Our new approach created a single-molecule diode that has a high (>250) rectification and a high “on” current (~ 0.1 micro Amps).

Latha Venkataraman

Associate Professor of Applied Physics at Columbia Engineering

“Constructing a device where the active elements are only a single molecule has long been a tantalizing dream in nanoscience. This goal, which has been the ‘holy grail’ of molecular electronics ever since its inception with Aviram and Ratner’s 1974 seminal paper, represents the ultimate in functional miniaturization that can be achieved for an electronic device.”

The increasing miniaturization of electronic devices has made the field of molecular electronics more important than ever before, with single molecules representing the ultimate limit of miniaturization.

Arieh Aviram and Mark Ratner first proposed the concept of developing a single-molecule diode. According to their 1974 seminal paper, it is possible for a molecule to behave like a rectifier, which conducts electric current in only one direction.

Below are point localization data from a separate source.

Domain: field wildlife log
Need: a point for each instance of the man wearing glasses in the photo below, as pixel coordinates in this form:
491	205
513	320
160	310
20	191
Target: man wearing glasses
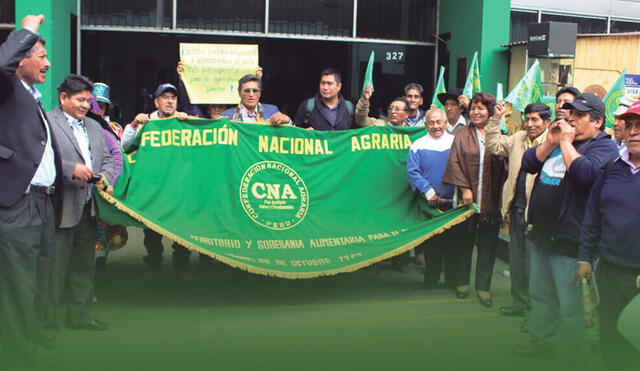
413	95
250	109
398	111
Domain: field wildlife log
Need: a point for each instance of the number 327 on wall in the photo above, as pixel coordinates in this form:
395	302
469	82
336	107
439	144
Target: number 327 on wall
394	56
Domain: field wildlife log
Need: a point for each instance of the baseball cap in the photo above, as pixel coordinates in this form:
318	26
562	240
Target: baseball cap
568	89
625	102
633	110
164	87
586	102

Since 1974, the charge-transport properties of molecules have been investigated by researchers worldwide. It has also been demonstrated that attaching single-molecules to metal electrodes (single-molecule junctions) enables a range of circuit elements such as transistors, switches, resistors and even diodes. Quantum mechanical effects such as interference can also be clearly observed in the conductance properties of molecular junctions.

The structure of a diode must be asymmetric. The environment experienced by the electricity flowing in one direction must be different from that experienced by the electricity flowing in the opposite direction. As a result, molecules with a asymmetric structure have been designed in order to create a single-molecule diode.

While such asymmetric molecules do indeed display some diode-like properties, they are not effective.

Brian Capozzi

PhD Student at Columbia Engineering and Lead Author of the Paper

“A well-designed diode should only allow current to flow in one direction—the ‘on’ direction—and it should allow a lot of current to flow in that direction. Asymmetric molecular designs have typically suffered from very low current flow in both ‘on’ and ‘off’ directions, and the ratio of current flow in the two has typically been low. Ideally, the ratio of ‘on’ current to ‘off’ current, the rectification ratio, should be very high.”

Creating an environmental asymmetry around the molecular junction was the focus point of Venkataraman and her collaborators to address the problems involved in an asymmetric molecular design.

The environmental asymmetry was created by the researchers using a simple technique, in which the active molecule was surrounded by an ionic solution and contacted by means of different sizes of gold metal electrodes.

The novel approach resulted in a single-molecule diode with rectification ratios up to 250, which is 50 times greater than previous designs. The device has over 0.1µA“on” current flow, which is a much higher current that can be passed through a single molecule. Additionally, the easy implementation of this innovative technique means that it is applicable to all types of nanoscale devices, including devices made with graphene electrodes.

“It’s amazing to be able to design a molecular circuit, using concepts from chemistry and physics, and have it do something functional,” Venkataraman says.

The length scale is so small that quantum mechanical effects are absolutely a crucial aspect of the device. So it is truly a triumph to be able to create something that you will never be able to physically see and that behaves as intended.

Latha Venkataraman

Associate Professor of Applied Physics at Columbia Engineering

Currently, Venkataraman and her research team at Columbia Engineering are striving to understand the fundamental physics which underpins their innovation and improve the rectification ratios using new molecular systems.

The study results have been published in the May 25 issue of the journal Nature Nanotechnology, in a paper entitled "Single-Molecule Diodes with High On-Off Ratios through Environmental Control".